C.H. Robinson reports strong Q4


The fourth-quarter (Q4) results of C.H. Robinson, which were released on 2 February, showed that the US 3PL is churning out cash and needs to find a way to spend it.

Management has publicly stated its intention to chase inorganic growth; as its level of indebtedness remains within targets and below recent trends, and the odds are that a new acquisition will be its preferred option by the end of 2016.

Total Q4 revenue dropped 4.4% to $3.2bn in the three months ended 31 December, but CH Robinson is good at managing its cost base, while its net revenue margin is a more critical value driver than total revenue.

True, its global headcount rose over 14% year-on-year, but most of that rise (9%) was due to the acquisition of Freightquote, whose integration is reported to be progressing smoothly. Better-than-expected earnings per share (+15.1% in 2015) were made possible by financial discipline, which combined with favourable trends for its operating profitability.

Its Q4 net revenue margin stood at 19%, which turned out to be the best fourth-quarter margin since 2006. Net revenue was boosted by lower input costs, given that it is calculated as total revenue minus purchased transportation and related services, including motor carrier, rail, ocean, air, and other costs for services and products that are outsourced.

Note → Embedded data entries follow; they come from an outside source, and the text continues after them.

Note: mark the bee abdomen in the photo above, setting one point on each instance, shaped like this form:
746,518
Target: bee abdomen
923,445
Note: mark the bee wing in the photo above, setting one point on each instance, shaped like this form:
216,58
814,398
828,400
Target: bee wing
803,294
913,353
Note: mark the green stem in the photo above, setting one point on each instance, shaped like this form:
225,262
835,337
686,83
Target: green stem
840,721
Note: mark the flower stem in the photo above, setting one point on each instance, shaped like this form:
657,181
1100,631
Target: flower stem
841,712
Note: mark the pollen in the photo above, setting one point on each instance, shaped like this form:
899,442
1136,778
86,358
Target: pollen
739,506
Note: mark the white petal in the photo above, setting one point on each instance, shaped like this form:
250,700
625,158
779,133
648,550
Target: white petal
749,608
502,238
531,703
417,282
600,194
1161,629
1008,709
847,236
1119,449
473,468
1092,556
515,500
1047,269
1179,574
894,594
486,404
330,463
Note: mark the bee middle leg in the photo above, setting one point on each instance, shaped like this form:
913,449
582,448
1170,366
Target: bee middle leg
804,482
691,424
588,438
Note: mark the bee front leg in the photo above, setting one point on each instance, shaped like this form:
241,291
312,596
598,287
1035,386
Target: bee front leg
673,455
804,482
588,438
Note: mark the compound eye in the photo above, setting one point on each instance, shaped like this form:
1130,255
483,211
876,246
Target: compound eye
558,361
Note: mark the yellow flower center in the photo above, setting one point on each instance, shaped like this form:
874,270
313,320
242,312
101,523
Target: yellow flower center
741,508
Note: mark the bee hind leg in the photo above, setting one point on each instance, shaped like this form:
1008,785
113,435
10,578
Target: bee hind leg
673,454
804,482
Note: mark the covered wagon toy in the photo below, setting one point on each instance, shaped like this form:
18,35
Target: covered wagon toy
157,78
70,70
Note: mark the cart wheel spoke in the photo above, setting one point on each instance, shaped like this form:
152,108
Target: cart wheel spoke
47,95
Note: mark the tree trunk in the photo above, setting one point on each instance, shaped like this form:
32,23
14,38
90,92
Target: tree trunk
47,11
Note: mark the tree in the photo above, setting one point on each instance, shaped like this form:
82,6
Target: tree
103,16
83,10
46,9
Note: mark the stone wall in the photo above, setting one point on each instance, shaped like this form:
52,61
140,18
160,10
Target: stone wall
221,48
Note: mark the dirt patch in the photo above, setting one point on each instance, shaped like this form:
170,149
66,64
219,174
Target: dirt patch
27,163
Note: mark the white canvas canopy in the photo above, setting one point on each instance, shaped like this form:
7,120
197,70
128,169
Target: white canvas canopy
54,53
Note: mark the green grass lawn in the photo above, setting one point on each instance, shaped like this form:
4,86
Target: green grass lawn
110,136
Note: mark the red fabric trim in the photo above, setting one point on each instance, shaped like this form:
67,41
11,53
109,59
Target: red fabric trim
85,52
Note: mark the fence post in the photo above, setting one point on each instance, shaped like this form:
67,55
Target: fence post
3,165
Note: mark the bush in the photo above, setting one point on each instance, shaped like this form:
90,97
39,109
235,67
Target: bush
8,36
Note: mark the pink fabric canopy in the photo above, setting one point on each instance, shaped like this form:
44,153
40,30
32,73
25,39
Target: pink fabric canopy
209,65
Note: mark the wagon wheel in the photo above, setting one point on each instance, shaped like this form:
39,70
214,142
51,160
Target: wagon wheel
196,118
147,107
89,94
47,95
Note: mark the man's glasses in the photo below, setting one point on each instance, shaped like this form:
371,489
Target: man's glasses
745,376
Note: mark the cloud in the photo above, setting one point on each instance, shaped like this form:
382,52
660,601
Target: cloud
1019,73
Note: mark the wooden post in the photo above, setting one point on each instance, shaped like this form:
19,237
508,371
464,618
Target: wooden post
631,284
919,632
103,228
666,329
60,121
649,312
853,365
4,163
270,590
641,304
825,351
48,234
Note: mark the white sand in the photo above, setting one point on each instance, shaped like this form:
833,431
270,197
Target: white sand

Management at C.H. Robinson has acknowledged that the macroeconomic outlook remains very challenging, but has indicated a preparedness to innovate and disrupt a market where approximately 72% of its “customer shipments originate from either an electronic or digital transaction or is web or mobile-based”, it said in a call with analysts last week.

Elsewhere, operating cash flow was a key highlight, testifying a very healthy business. It surged 40% to $718m from $523m in 2015, while capital expenditures rose 51% to $44m from $29m, which implies a core free cash flow of over $650m, some 90% of which is distributed to shareholders via dividends and buybacks. Given its market cap of almost $10bn, C.H. Robinson’s free cash flow yield is over 6%.

Investors welcomed the company’s trading update, and in spite of broader volatility C.H. Robinson stock has appreciated by over 7% since 2 February. It trades on a forward P/E and EV/EBITDA multiples of 18x and 11x, respectively, which look a little overvalued based on its growth prospects and a forward yield in the region of 2.4%.

That said, its balance sheet is rock solid, net leverage is manageable, underlying returns are a benchmark in the industry, and management knows exactly what it is doing. According to consensus estimates from Thomson Reuters, its shares – which currently trade at $68, the mid-point of its 52-week range – offer upside in the region of 7%.